|Temple Destroyed||AD 70||The Jewish Temple had been destroyed during the Roman sack of Jerusalem, and never rebuilt. The destroyed Temple would be contrasted with the Church of the Holy Sepulchre.|
|Church Construction||AD 326 - ?||Constantine initiated construction fo the Church of the Holy Sepulchre.|
From its inception, the Church of the Holy Sepulchre was associated with the Solomonic Temple.
The former was on the western hill, a higher hill, looking down on the ruins of the Jewish Temple on the eastern hill. The dazzling monument to Christ out-dazzled the Temple ruins, and Christians could flock to Jerusalem while Jews were forbidden from the city.
A visitor to the Holy Land could see the ruins and reflect on the Old Covenant, visible beside the New Covenant that superseded it.
However, the Christians did not reject Judaism as a fiction.
Rather, imagine Judaism as a once-beautiful mosaic that had been shattered, causing the tiles to fall to the floor broken, forgotten and dusty. The Jews retained the image of the mosaic in their minds, while the Christians took the fragments, giving them new life, as part of a glorious mosaic in the image of Christ. Indeed, as years passed, Christian folklore arose that the Temple had been incorporated into the Church.
The 4th century Pilgrim of Bordeaux saw on the Temple Mount "an altar which has on it the blood of Zaccharias -- you would think it had only been shed yesterday." However, the 6th century author of Breviarius saw this altar in front of the Tomb of Christ; either it had been moved, or a new tradition arose that part of the Church was the altar.
Further, events once believed by Christians to have occurred in the Temple were appropriated by the Church.
Pilgrims in the 6th century were told that the Church's inner courtyard was the temple court where Jesus attacked merchant activity (John 2:16). Relics of the Old Testament era -- the Old Covenant, the Temple, the Jewish roots of Christianity -- began to appear in the Church. Among these were the Horn of the Anointing used by Jewish kings, not attested in Jewish sources but venerated on Good Friday along with the Cross and the ring of Solomon.
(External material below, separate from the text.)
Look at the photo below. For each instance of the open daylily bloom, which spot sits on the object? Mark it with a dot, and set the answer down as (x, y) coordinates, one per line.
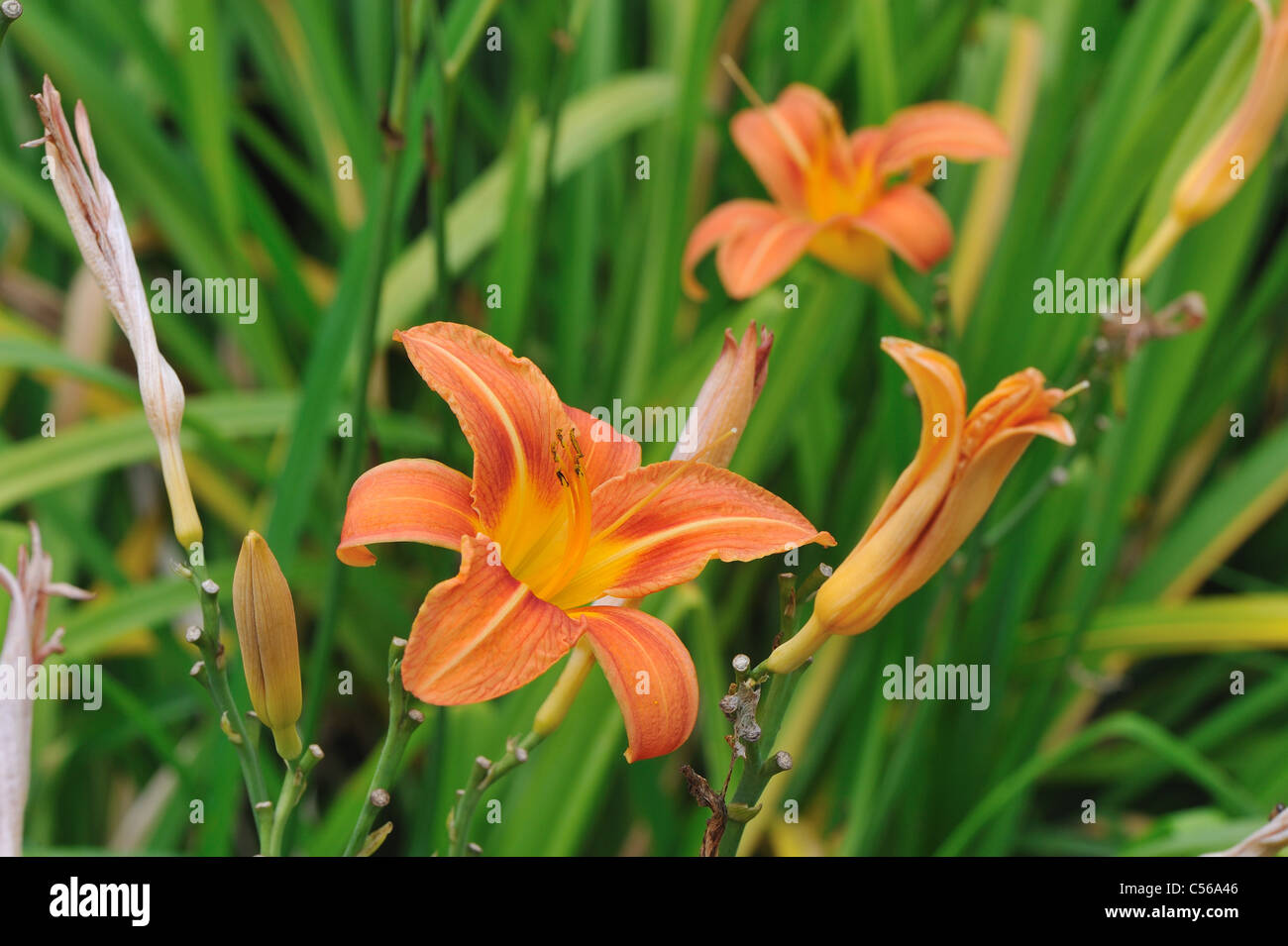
(846, 200)
(553, 519)
(1218, 172)
(938, 499)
The latter was also a Jewish relic, which a well-known Jewish legend claimed was used by Solomon against demons, sealing them in vessels and diverting their power towards constructing the first Temple (the vessels were featured in the Basilica of Constantine in Rome).
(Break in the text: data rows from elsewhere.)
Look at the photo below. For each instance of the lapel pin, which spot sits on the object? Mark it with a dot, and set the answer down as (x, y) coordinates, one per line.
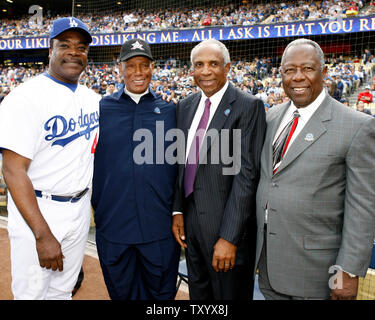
(309, 137)
(157, 110)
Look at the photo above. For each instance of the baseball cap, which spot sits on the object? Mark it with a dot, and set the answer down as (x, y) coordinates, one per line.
(69, 23)
(133, 48)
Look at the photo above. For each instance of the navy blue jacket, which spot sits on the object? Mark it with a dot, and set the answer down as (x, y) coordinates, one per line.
(133, 202)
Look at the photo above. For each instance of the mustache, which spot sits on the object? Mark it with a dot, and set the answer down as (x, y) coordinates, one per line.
(79, 61)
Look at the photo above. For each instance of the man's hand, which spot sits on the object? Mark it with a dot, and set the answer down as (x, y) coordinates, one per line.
(178, 229)
(349, 287)
(49, 252)
(224, 255)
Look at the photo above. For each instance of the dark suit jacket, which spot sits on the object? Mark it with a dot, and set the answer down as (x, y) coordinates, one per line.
(225, 203)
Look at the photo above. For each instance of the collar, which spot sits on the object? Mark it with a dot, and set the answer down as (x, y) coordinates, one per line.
(117, 95)
(308, 111)
(71, 86)
(216, 98)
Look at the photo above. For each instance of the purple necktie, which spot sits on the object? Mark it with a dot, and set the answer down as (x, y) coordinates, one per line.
(192, 160)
Another Old Testament relic was the altar where Abraham had offered his son Isaac as a sacrifice on Mount Moriah, the same altar as in the Temple. The author of Breviarius saw this, leading to the conclusion that the Abrahamic sacrifice occurred at the site of the Church: Mount Moriah and Golgotha were now the same; the spot of the Abrahamic sacrifice was underfoot Jesus's crucifixion. Breviarius' account of the altar is reiterated textually and in the Church plans provided by Adomnan in Piacenza Pilgrim.